Decomposition behavior and reaction mechanism of Ce0.67Tb0.33MgAl11O19 during Na2CO3 assisted roasting: Toward efficient recycling of Ce and Tb from waste phosphor

Abstract

Waste aluminate phosphor is a valuable secondary resource of rare earth elements (REEs). However, Ce and Tb in aluminate green phosphor can hardly be extracted by direct leaching in an inorganic acid. Therefore, Na2CO3 assisted roasting is adopted to decompose the stable spinel structure of Ce0.67Tb0.33MgAl11O19 in the present work and to achieve the transformation of REEs to simple oxides. Based on the thermodynamic calculations, systematic experiments of thermal decomposition have been conducted.
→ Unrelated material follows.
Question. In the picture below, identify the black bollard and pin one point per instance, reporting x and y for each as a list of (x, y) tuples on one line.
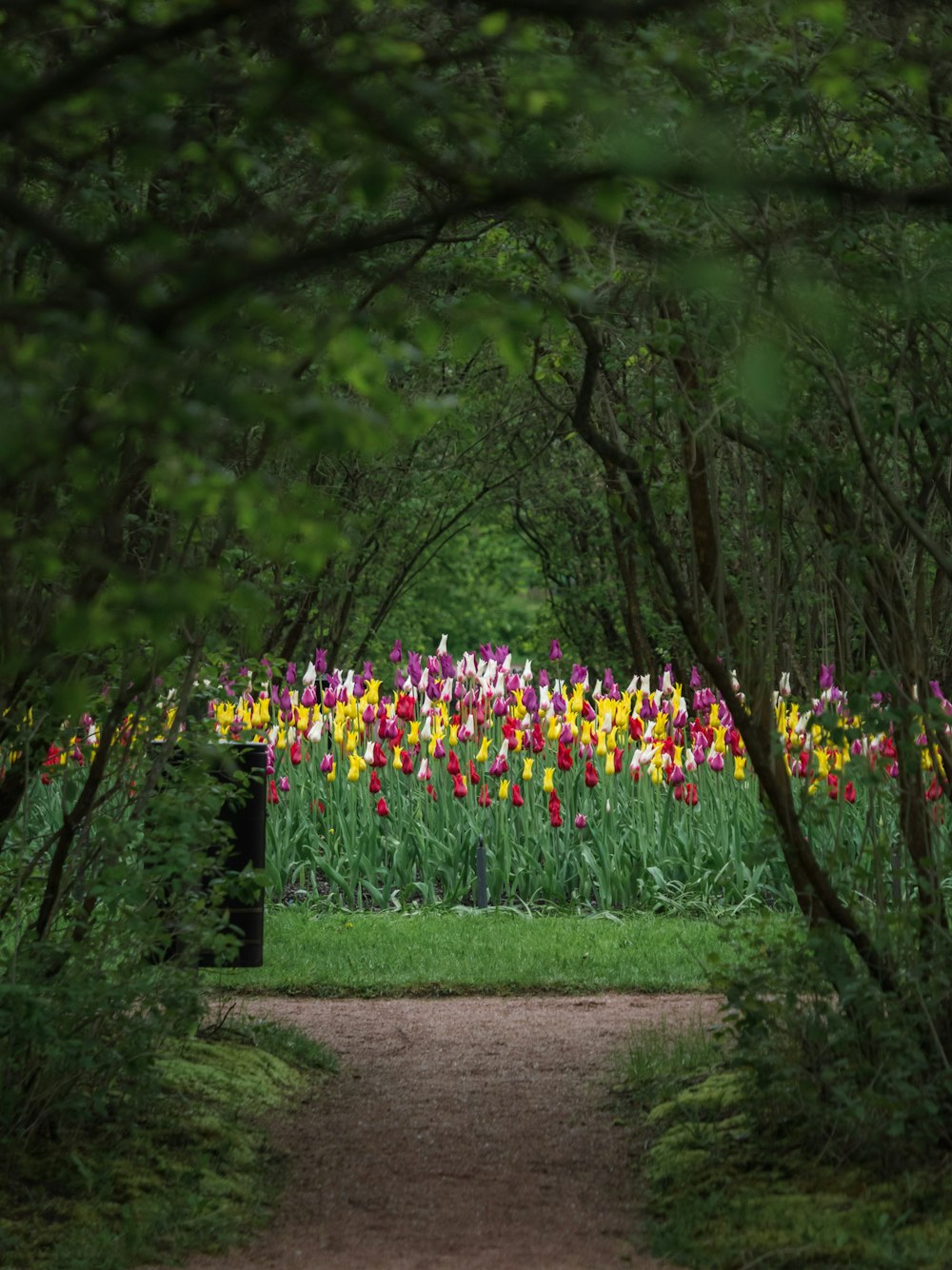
[(244, 767)]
The thermal decomposition behavior, phase evolution, valence state change, variations in micro and macro morphology of the green phosphor during Na2CO3 assisted roasting were examined by using TG-DSC/MS, XRD, XPS, SEM/EDS analyses. The results indicated that the green phosphor began to react with solid Na2CO3 at 800 °C, and the reaction was dramatically accelerated with temperature rising above 851 °C. At about 1000 °C, Ce0.67Tb0.33MgAl11O19 could completely decomposed into CeO2, Tb2O3 and MgO by roasting in an equivalent mass of Na2CO3 for 2 h, while α-Al2O3 was hardly attacked in roasting. The decomposition mechanism of Ce0.67Tb0.33MgAl11O19 in molten Na2CO3 could be depicted by the unreacted shrinking core model, and the reaction rate constant was estimated at approximately nanometers per second. The synergistic effect of cation-oxoanion ensures the successful extraction of CeO2 and Tb2O3 from the green phosphor via Na2CO3 assisted roasting method. The converted CeO2 and Tb2O3 can be extracted by using chlorination roasting and separated from non-REE residues. According to these investigations, a new efficient process technology is proposed for sustainable recycling of waste phosphor.